In a free society, consumers determine what is produced by choosing where to spend the incomes they’ve earned through hard work and thrift. Consumer sovereignty directs labor and capital to create the mix of goods and services that consumers want. Businesses either produce them efficiently or fail.

Politicians who advocate focusing on jobs propose that we allow government to direct how labor is employed, how capital is invested, and which goods and services are made available to consumers. That concept isn’t exactly novel: Allowing the “best and brightest” to choose such arrangements has been tried and rejected for eons. The idea of letting those who earn their incomes by the sweat of their brows decide how to spend their own money is relatively new and revolutionary.

It’s also proved fruitful. Five thousand years of experience has shown that politicians and bureaucrats don’t possess unique insight into what should be produced or how. Even if they were somehow to possess such knowledge, in time they would use their power to promote their own interests, at the expense of consumers and workers alike.

Would politicians in both parties be trying to outdo each other in vowing to save manufacturing jobs if industrial employees weren’t swing voters in the states that will decide the presidential election? When the bill for their protectionist policies arrives, it’s clear who will pay: consumers in the form of higher prices, and unprotected sectors of the economy in the form of lost jobs. When the cost of tariffs hits a politically powerful group, as it did when recent retaliation cost agriculture $28 billion, taxpayers pick up the tab in the form of additional subsidies.

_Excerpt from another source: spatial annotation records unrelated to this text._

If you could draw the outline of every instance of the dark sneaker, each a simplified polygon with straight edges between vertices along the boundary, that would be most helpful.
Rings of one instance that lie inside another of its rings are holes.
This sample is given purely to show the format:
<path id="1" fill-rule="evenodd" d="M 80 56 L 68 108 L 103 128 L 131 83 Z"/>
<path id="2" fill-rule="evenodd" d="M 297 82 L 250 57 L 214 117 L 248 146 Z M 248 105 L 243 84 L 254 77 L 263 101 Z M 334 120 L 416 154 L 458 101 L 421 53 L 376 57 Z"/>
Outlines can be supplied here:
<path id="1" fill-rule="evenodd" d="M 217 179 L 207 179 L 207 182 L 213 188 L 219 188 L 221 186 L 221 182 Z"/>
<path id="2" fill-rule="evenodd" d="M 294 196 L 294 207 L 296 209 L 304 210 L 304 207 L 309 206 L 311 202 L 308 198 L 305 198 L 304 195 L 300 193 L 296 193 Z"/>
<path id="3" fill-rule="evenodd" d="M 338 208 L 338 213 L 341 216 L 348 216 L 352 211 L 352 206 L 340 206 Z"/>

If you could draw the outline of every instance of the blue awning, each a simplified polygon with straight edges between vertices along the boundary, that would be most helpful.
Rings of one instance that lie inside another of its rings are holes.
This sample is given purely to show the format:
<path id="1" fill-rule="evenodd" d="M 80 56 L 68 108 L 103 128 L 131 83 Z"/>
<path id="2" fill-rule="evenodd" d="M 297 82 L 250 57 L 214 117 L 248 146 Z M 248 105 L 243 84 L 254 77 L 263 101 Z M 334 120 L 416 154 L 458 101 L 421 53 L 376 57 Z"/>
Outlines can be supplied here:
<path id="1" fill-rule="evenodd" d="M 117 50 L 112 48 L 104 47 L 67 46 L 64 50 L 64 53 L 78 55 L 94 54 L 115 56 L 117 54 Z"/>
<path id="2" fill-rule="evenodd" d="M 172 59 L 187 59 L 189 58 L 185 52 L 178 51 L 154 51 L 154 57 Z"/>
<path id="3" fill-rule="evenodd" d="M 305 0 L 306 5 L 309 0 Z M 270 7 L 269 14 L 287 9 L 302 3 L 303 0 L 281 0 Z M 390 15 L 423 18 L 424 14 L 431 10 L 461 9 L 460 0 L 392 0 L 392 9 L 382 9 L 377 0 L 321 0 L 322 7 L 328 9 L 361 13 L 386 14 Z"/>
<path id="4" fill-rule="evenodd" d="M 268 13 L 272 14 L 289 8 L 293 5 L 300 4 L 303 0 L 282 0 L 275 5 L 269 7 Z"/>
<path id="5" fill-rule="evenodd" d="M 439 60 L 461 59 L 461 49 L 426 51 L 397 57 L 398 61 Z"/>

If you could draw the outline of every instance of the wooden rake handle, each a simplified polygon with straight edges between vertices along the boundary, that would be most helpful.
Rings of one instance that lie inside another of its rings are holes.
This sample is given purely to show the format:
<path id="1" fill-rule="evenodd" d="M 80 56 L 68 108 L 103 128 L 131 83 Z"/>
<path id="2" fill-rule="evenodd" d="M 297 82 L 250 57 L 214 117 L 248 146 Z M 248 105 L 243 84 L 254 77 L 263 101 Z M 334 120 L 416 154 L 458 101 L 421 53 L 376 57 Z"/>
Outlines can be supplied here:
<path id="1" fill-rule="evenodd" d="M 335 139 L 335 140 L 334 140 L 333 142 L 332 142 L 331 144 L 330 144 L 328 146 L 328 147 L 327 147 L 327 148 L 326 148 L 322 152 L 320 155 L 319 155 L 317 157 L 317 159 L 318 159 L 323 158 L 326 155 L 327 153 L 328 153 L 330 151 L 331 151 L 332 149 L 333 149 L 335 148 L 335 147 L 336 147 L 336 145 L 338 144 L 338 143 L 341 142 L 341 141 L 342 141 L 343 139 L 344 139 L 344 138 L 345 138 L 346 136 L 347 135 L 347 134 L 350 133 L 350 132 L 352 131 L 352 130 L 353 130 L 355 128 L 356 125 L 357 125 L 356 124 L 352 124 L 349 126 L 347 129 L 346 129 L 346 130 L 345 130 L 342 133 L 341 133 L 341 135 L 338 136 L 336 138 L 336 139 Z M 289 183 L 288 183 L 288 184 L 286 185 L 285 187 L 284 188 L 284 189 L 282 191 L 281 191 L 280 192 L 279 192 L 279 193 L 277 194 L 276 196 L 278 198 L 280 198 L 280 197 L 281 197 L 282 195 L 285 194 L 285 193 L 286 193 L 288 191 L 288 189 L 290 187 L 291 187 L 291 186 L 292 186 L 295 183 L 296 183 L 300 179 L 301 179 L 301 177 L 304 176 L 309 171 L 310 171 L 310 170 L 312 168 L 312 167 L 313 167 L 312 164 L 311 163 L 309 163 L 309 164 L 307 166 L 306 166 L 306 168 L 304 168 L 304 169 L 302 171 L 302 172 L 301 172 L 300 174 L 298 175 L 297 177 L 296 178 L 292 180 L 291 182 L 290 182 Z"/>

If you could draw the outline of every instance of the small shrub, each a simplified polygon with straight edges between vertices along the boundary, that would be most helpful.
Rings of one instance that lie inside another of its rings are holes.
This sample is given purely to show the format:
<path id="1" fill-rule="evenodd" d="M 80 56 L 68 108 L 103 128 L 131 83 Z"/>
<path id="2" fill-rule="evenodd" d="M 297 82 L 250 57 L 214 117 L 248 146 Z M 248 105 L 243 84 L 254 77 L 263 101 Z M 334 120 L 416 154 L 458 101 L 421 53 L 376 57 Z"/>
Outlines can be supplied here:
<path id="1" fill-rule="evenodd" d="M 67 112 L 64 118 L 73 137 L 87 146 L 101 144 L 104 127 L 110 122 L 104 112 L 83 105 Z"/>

When government tries to conceal the negative effects of tariffs and subsidies, the costs grow. Morris Chang, founding chairman of Taiwan Semiconductor Manufacturing Corp., which accepted billions of dollars in subsidies to build computer-chip manufacturing facilities in Arizona, mused in 2023 that “if you give up the competitive advantage in Taiwan and move to the U.S.—which has already happened—costs would be 50% higher than in Taiwan.”

If U.S.-subsidized computer chips cost 50% more than the world market price, how long will it be before Washington imposes tariffs on foreign-made chips? As chips play a significant role in modern manufactured goods, will domestic producers be able to compete in selling products made with more expensive inputs?

Protectionism and industrial policy misallocate resources and reduce economic efficiency. When firms in a free market produce outputs that consumers won’t buy, the money entrepreneurs and investors lose is their own. When protectionists and industrial-policy planners make mistakes, they often mask them with more subsidies and tariffs—at taxpayers’ expense. Think, in the first case, of Ford: When Americans didn’t buy the Edsel, the company lost money and stopped selling the model. Conversely, when Americans haven’t bought heavily subsidized electric vehicles, the government has imposed tariffs on EV imports—taxes that consumers pay.

Adam Smith was on to something when he wrote: “Consumption is the sole end and purpose of all production; and the interest of the producer ought to be attended to only so far as it may be necessary for promoting that of the consumer.” The American people would be better served if we heeded that enduring wisdom rather than let Donald Trump or Kamala Harris decide which jobs should be created

Mr. Gramm, a former chairman of the Senate Banking Committee, is a nonresident senior fellow at the American Enterprise Institute. Mr. Boudreaux is a professor of economics at George Mason University and the Mercatus Center. Mike Solon contributed to this article.